足が思うように動かない。息が荒く、視界が揺れる。
――これは、何か盛られたな……。
どこかに身を隠すしかないと、近くの部屋に転がり込んだ。心臓の鼓動が耳の奥でうるさいほど鳴っている。
――この部屋で隠れられるところは…。
部屋を見渡したその時、背後から声がした。
「……お前は誰だ」
低く冷たい声。思わず凍りつく。
気づかなかったーー。
こんな時間に、こんな場所に人がいるとは。
部屋の奥に立っていたのは、見たこともない男だった。
威圧的な雰囲気。そして、その目は、まるで人間を見る目ではなかった。
――怖い。
なぜか、わからない。
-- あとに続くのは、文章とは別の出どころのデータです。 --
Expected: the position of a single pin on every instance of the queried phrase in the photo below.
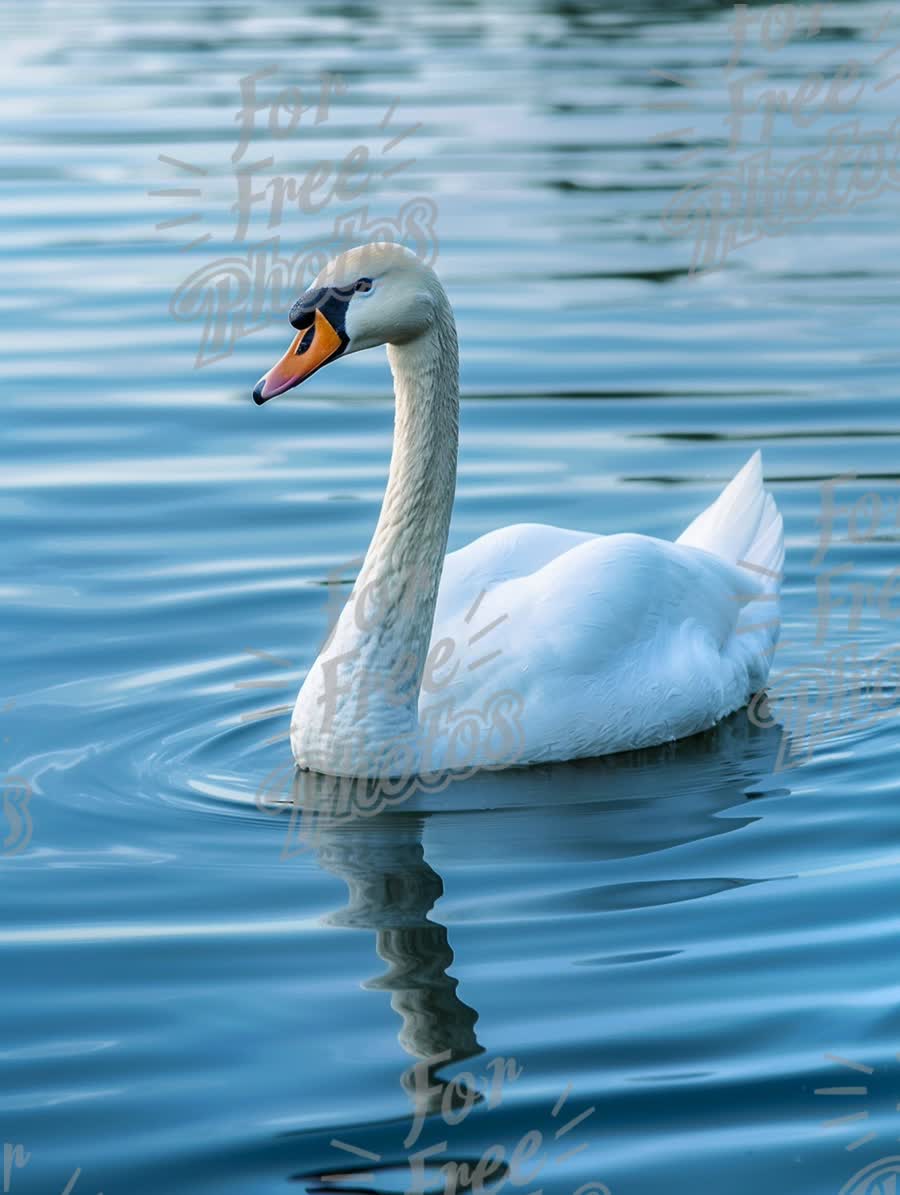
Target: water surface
(199, 999)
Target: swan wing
(614, 642)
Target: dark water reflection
(202, 993)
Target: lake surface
(200, 994)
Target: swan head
(375, 294)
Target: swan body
(532, 643)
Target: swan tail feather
(744, 527)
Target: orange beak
(310, 350)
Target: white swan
(532, 643)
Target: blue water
(200, 993)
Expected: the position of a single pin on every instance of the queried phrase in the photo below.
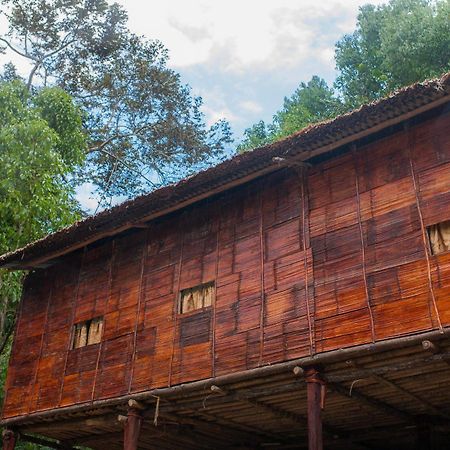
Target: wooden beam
(425, 403)
(356, 395)
(261, 372)
(9, 439)
(315, 400)
(264, 406)
(132, 429)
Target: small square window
(87, 332)
(197, 297)
(439, 236)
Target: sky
(241, 56)
(244, 56)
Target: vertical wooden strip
(262, 260)
(314, 400)
(100, 348)
(132, 429)
(422, 225)
(138, 311)
(16, 333)
(72, 318)
(176, 300)
(306, 244)
(216, 276)
(363, 244)
(41, 345)
(9, 439)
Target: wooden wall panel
(301, 264)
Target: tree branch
(121, 161)
(25, 55)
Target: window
(439, 235)
(197, 297)
(87, 333)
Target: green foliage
(394, 45)
(312, 102)
(41, 142)
(143, 125)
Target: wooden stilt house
(296, 296)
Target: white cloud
(254, 32)
(251, 106)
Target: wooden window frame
(180, 309)
(430, 244)
(88, 323)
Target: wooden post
(423, 433)
(9, 439)
(315, 389)
(132, 426)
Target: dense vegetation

でも、身体が全身で「危険」だと言っている。
「お前、この教会の子か」
男は俺を軽々と抱え上げ、部屋の外へ出ようとする。
――まずい!外に出たらあいつらに見つかる!
俺は咄嗟にその腕に噛みついた。
「ぐっ……!」
男が苦悶の声を上げる。
その隙に逃げ出そうとしたが、薬のせいで力が尽き、膝から崩れ落ちた。
「――陛下!」
教祖の声が響き、駆け寄ってきた。
「例の件は、すべて終わったのか?」
「それが……この子が逃げ出しまして。今、ちょうど探しておりました」
「逃げ出す?」
その言葉に、男は、俺を値踏みするように見下ろした。そして、不意に笑い出した。
「ははは……実に面白い。そんな小さな体で、麻痺した足で、それでも逃げようとするとはな。私の腕を噛んでまで」
男は俺の髪を掴み、顔を上げさせた。
「――悪魔のような目をしているな、お前」
「…」
「でも、大層美しい顔だ」
その瞬間、背筋を冷たい刃でなぞられたような悪寒が走る。
これまでの人生、蔑みの視線は浴び慣れていた。だが、この目は違った。
獲物を見る目。――舐め回すような視線。
そして俺は、その夜、地獄を見た。
一晩中、抵抗できなかった。
恐怖で身体が動かない。息を殺し、ただ天井を見つめ、窓の外に浮かぶ月に祈った。
――早く、この地獄が終わりますように。
男は事を済ませて、部屋を後にした。
ベッドに横たわる俺の姿を見て、とても逃げられるような体力は残っていないと判断したのだろう。
俺に、残ったのは痛みと虚無だけだった。
けれど、まだ終わりではない。
今しかない。逃げなければ、俺は殺されるか、売り飛ばされる。
幸運にも、薬の効き目が切れ始めていた。
俺は血の滲む手で壁を掴み、高い柵をよじ登った。
針金が腕に食い込み、肌を裂く。
痛みはもう、感じなかった。そして、外へ飛び降りた。
「っ……!!」
足に激痛が走る。それでも走った。
どこへ行けばいいのかもわからず、ただ走った。
雪が降り積もり、真っ白に覆われた世界では、寒さが骨に染みる。
「……寒いな」
唇が震える。指も足も感覚を失い、息が白く散る。
空腹で、頭がぼやける。それでも、前へ。
だが、ついに力が入らず足が止まった。
そして、視界がぐわんと歪む。
――ああ、俺はこんなところで死ぬのかな。
冷たい雪が頬に触れる。
もう、呆れて笑う力も残っていなかった。
やっぱり、神なんていない。
もし本当にいるのなら――どうして俺を、こんな世界に生かしたんだ。
そして、意識は静かに闇に沈んでいった。